Methods of Device Manufacture

The microfluidic devices of the present disclosure may be fabricated in any of a variety of conventional ways. For example, in some cases the devices comprise layered structures, where a first layer includes a planar surface into which is disposed a series of channels or grooves that correspond to the channel network in the finished device. A second layer includes a planar surface on one side, and a series of reservoirs defined on the opposing surface, where the reservoirs communicate as passages through to the planar layer, such that when the planar surface of the second layer is mated with the planar surface of the first layer, the reservoirs defined in the second layer are positioned in liquid communication with the termini of the channels on the first layer. Alternatively, both the reservoirs and the connected channels may be fabricated into a single part, where the reservoirs are provided upon a first surface of the structure, with the apertures of the reservoirs extending through to the opposing surface of the structure.

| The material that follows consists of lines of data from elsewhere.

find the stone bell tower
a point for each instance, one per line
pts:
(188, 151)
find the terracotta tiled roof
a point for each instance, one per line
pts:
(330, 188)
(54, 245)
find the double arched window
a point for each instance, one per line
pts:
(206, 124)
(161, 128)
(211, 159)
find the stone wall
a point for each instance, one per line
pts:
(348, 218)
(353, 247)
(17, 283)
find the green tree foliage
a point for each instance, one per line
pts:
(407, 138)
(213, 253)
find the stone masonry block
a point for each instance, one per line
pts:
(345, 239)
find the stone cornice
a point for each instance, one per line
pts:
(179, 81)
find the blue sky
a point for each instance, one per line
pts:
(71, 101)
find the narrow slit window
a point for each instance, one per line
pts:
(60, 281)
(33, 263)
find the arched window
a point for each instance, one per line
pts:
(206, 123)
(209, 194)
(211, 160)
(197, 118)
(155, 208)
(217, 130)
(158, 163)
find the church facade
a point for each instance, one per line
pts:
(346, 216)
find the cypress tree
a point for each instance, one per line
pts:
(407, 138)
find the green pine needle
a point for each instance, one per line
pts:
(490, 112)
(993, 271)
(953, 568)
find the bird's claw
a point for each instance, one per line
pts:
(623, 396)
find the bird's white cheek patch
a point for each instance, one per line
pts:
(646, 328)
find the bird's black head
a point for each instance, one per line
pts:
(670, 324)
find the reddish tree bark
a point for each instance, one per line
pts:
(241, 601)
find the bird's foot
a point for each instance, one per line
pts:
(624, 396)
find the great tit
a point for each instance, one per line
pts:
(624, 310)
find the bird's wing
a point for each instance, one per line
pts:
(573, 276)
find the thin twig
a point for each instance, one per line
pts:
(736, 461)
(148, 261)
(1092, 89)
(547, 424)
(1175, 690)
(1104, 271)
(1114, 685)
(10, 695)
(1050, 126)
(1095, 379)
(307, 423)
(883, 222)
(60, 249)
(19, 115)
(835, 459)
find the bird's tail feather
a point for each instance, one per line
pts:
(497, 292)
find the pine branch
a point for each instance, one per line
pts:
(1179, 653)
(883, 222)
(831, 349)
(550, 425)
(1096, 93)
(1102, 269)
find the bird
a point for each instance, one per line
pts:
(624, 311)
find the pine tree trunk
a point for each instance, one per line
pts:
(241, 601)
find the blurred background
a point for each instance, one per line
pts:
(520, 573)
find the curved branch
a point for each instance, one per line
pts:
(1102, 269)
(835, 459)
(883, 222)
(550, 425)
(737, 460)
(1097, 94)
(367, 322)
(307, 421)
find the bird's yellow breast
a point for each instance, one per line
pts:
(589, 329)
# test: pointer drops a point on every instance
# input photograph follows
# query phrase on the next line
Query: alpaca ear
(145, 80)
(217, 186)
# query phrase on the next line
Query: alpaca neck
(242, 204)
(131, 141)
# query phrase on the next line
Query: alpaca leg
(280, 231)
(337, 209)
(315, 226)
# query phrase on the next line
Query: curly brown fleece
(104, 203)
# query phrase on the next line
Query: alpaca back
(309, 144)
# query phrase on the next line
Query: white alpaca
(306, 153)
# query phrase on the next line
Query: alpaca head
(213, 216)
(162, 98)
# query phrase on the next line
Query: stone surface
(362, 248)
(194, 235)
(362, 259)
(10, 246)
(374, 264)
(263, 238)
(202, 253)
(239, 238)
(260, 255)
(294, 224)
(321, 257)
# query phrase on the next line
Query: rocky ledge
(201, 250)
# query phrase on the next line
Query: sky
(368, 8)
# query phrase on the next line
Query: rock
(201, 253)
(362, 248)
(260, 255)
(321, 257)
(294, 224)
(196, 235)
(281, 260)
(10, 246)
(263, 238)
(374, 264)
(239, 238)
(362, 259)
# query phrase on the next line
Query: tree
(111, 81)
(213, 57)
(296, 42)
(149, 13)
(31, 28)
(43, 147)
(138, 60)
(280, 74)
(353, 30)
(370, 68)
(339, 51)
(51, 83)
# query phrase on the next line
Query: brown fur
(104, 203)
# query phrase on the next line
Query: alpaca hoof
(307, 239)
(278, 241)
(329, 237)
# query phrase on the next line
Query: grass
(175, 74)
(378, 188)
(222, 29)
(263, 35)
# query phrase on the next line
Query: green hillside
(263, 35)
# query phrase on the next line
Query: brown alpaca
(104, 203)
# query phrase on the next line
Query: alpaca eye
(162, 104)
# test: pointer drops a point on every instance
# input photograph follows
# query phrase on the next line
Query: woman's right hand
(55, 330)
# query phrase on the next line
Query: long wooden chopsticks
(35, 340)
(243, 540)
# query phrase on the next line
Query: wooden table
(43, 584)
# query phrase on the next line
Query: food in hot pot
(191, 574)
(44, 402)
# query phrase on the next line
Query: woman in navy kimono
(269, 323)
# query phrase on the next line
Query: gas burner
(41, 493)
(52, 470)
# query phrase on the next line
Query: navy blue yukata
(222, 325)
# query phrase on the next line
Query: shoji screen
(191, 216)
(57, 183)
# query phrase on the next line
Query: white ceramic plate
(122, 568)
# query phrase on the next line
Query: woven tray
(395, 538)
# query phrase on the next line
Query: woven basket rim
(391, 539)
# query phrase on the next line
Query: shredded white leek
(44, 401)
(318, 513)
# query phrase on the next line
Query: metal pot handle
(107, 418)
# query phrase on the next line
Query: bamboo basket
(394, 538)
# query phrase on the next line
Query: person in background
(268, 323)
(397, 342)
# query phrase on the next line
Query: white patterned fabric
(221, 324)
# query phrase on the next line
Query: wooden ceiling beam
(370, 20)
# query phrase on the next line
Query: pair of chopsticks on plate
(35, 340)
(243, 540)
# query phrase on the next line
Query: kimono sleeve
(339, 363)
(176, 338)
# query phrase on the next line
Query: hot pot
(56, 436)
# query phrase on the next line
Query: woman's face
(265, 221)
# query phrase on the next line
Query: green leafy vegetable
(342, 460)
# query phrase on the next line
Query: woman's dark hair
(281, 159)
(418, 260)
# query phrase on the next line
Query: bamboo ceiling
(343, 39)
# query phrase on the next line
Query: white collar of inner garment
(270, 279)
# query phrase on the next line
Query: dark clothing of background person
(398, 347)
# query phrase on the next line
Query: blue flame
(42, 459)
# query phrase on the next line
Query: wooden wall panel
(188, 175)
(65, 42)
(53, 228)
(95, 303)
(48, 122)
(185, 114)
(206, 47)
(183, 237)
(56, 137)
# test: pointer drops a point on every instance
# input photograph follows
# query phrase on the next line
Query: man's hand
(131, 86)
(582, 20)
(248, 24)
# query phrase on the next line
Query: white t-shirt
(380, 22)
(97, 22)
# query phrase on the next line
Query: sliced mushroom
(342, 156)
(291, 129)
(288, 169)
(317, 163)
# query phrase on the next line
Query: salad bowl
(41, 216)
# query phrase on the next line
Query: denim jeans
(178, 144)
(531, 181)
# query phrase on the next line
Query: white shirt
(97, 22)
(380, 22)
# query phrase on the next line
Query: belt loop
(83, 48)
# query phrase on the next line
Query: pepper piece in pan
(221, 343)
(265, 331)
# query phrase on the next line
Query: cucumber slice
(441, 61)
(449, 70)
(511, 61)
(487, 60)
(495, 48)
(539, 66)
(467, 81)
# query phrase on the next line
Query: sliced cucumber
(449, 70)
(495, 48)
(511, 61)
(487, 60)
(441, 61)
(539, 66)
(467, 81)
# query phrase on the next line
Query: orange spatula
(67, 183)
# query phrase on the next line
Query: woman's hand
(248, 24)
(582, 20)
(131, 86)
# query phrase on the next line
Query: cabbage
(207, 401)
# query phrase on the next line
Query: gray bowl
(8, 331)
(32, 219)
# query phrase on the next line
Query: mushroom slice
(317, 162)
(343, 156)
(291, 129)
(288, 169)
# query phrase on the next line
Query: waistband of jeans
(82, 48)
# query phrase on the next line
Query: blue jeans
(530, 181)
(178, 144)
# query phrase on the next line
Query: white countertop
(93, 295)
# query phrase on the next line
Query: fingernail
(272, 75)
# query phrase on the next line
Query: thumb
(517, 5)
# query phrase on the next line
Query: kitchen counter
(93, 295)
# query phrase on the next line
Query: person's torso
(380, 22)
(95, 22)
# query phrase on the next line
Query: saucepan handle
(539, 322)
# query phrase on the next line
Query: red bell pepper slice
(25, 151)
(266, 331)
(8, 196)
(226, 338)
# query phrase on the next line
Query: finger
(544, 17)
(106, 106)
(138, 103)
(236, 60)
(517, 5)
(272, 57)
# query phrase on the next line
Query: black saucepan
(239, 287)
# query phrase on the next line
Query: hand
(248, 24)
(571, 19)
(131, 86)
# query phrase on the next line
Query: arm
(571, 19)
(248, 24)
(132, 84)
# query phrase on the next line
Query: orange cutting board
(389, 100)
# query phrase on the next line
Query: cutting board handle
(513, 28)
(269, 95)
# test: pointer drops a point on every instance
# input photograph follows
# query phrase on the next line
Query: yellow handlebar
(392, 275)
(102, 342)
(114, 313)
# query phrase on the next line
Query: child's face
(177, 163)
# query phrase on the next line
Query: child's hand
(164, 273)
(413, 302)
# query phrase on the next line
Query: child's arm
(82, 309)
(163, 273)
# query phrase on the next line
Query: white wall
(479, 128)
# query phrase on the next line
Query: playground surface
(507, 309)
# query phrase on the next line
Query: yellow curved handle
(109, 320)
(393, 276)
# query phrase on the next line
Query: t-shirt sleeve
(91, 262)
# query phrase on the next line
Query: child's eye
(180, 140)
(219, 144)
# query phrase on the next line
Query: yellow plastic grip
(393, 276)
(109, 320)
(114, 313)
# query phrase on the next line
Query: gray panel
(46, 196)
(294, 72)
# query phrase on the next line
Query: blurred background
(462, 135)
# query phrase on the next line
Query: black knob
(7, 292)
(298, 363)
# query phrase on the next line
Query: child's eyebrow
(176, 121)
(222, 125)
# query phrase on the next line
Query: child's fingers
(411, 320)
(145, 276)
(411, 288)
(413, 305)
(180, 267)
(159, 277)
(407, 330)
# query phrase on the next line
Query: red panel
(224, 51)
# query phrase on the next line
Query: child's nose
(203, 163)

The channel network is fabricated as a series of grooves and features in this second surface. A thin laminating layer is then provided over the second surface to seal, and provide the final wall of the channel network, and the bottom surface of the reservoirs.

These layered structures may be fabricated in whole or in part from polymeric materials, such as polyethylene or polyethylene derivatives, such as cyclic olefin copolymers (COC), polymethylmethacrylate (PMMA), polydimethylsiloxane (PDMS), polycarbonate, polystyrene, polypropylene, polyvinyl chloride, polytetrafluoroethylene, polyoxymethylene, polyether ether ketone, polycarbonate, polystyrene, or the like, or they may be fabricated in whole or in part from inorganic materials, such as silicon, or other silica based materials, e.g., glass, quartz, fused silica, borosilicate glass, metals, ceramics, and combinations thereof. Polymeric device components may be fabricated using any of a number of processes including soft lithography, embossing techniques, micromachining, e.g., laser machining, or in some aspects injection molding of the layer components that include the defined channels as well as other structures, e.g., reservoirs, integrated functional components, etc. In some aspects, the structure comprising the reservoirs and channels may be fabricated using, e.g., injection molding techniques to produce polymeric structures. In such cases, a laminating layer may be adhered to the molded structured part through readily available methods, including thermal lamination, solvent based lamination, sonic welding, or the like.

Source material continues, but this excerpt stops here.